Wednesday, September 24, 2008

The Race to Save the Lord God Bird (copy)

It was known by many different names: Kent, White-Back, Pate, Poule de bois, Van Dyke, etc.. It depended on which part of the South one dwelt. In the late 1800s one name began to take prominence. From the Eastern seaboard to the Mississippi Gulf it became known as the Lord God Bird after one dumbstruck observer announced, “Lord God, what a bird!”

Notice, I am using the past tense, for this bird is now extinct. The last official sighting of an Ivory-Billed Woodpecker or Campephilus principalis was 1944. Local ornithologists were checking on a female daily at John’s Bayou in the Singer Tract of Louisiana when a windstorm blew down her ash tree home, and she was never seen again.

There were two main factors which led to the demise of this magnificent species. One factor was attributed to the bird itself. If only its plumage and size were not so incredible. Ladies wanted to decorate their hair and hats with the long black and white feathers as was the style. The other factor was our growing need in America for wood. The rebuilding of Chicago after the 1871 fire left only 10 years of lumber in Michigan, Wisconsin, and Minnesota. The Yankees looked southward for the housing boom.

To some extent, the researchers also played a role in the bird’s extinction. In the early years of birding, scientist had to kill the birds in order to study them. They did not have the luxury of photography, moving pictures, or recorded sound. Hunters were paid four or five dollars for a specimen by a middleman who then charged 10 to 12 dollars to scientists or curators. The white-bill brought in many greenbacks which led to hundreds slaughtered in a week’s time. John James Audubon once took delivery of an adult male and female, plus juvenile along with the tree trunk and nest in which they lived.

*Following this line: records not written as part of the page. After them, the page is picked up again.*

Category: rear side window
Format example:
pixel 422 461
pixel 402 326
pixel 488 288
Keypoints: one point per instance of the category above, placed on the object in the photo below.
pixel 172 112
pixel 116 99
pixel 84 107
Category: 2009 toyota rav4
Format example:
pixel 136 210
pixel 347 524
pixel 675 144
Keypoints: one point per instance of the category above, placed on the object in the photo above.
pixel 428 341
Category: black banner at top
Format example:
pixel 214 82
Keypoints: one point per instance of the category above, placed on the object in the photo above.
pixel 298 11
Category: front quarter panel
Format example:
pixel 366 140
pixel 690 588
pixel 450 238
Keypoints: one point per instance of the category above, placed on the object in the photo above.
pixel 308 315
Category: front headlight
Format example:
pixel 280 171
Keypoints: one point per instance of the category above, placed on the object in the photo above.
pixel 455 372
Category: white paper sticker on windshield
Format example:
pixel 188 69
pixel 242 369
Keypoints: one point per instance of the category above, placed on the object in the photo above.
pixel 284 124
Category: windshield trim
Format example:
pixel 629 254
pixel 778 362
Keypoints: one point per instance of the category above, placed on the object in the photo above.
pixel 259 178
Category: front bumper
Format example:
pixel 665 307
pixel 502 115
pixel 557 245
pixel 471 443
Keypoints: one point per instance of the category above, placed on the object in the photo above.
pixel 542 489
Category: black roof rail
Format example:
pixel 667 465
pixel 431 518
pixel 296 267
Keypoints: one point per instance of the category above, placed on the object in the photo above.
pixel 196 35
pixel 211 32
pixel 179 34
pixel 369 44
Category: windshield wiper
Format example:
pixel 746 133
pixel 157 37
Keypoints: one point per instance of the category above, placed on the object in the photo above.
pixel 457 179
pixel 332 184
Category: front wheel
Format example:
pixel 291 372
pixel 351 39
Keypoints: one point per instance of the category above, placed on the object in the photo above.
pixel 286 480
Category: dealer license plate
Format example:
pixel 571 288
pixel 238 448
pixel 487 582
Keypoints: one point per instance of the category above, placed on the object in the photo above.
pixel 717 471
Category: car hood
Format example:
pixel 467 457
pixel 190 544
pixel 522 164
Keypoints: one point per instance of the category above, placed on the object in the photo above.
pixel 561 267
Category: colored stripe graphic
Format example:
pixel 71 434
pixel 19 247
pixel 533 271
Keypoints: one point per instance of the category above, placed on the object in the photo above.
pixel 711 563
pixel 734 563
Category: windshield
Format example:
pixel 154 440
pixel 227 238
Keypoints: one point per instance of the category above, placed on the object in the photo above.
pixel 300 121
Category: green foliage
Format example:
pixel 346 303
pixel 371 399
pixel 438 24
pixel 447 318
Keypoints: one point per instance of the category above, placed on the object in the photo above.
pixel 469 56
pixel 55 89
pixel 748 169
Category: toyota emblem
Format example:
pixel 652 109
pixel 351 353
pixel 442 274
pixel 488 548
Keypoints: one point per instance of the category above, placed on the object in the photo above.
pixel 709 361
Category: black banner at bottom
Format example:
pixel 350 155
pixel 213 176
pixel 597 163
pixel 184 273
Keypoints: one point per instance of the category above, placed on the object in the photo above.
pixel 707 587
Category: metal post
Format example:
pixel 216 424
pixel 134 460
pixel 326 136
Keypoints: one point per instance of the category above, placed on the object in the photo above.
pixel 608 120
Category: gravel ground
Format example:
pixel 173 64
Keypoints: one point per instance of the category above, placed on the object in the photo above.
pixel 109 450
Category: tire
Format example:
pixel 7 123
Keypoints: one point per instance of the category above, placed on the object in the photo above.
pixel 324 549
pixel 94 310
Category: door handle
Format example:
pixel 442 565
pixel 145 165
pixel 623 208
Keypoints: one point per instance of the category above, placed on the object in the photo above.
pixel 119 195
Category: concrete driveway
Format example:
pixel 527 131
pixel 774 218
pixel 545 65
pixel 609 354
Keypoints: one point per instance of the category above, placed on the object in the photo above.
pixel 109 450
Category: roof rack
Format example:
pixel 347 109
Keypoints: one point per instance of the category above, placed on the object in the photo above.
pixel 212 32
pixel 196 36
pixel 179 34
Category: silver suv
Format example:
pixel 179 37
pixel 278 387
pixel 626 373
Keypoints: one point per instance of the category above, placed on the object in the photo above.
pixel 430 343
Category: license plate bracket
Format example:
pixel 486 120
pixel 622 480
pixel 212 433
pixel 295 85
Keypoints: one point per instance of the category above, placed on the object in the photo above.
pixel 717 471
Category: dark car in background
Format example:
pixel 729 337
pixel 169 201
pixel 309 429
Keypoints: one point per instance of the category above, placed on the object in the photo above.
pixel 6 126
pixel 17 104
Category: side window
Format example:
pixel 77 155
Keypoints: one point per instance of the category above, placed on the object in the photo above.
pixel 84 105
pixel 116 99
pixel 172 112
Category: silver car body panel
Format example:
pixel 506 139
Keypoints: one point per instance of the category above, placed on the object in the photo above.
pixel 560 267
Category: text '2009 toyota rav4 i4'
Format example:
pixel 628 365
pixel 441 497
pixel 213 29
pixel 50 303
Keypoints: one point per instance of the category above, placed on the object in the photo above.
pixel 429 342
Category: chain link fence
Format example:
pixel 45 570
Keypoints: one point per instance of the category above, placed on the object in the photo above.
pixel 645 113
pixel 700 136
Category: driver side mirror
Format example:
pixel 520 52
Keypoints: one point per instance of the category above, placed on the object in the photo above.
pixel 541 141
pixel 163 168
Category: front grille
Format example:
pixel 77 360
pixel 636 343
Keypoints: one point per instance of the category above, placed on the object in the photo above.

I gleaned all this knowledge and more from Phillip Hoose’s The Race to Save the Lord God Bird. Written for high school students, the book is filled with over 70 photographs including one taken of Audubon’s painting of the woodpecker family mentioned earlier.

According to this book, published in 2004, the bird is extinct, but some birdwatchers feel differently. There are three books written on an adult level dealing with this subject: Ivorybill Hunters by Geoffrey E. Hill, Stalking the Ghost Bird by Michael K. Steinberg, and The Grail Bird by Tim Gallagher.

How nice it would be to rediscover this bird in the wilds!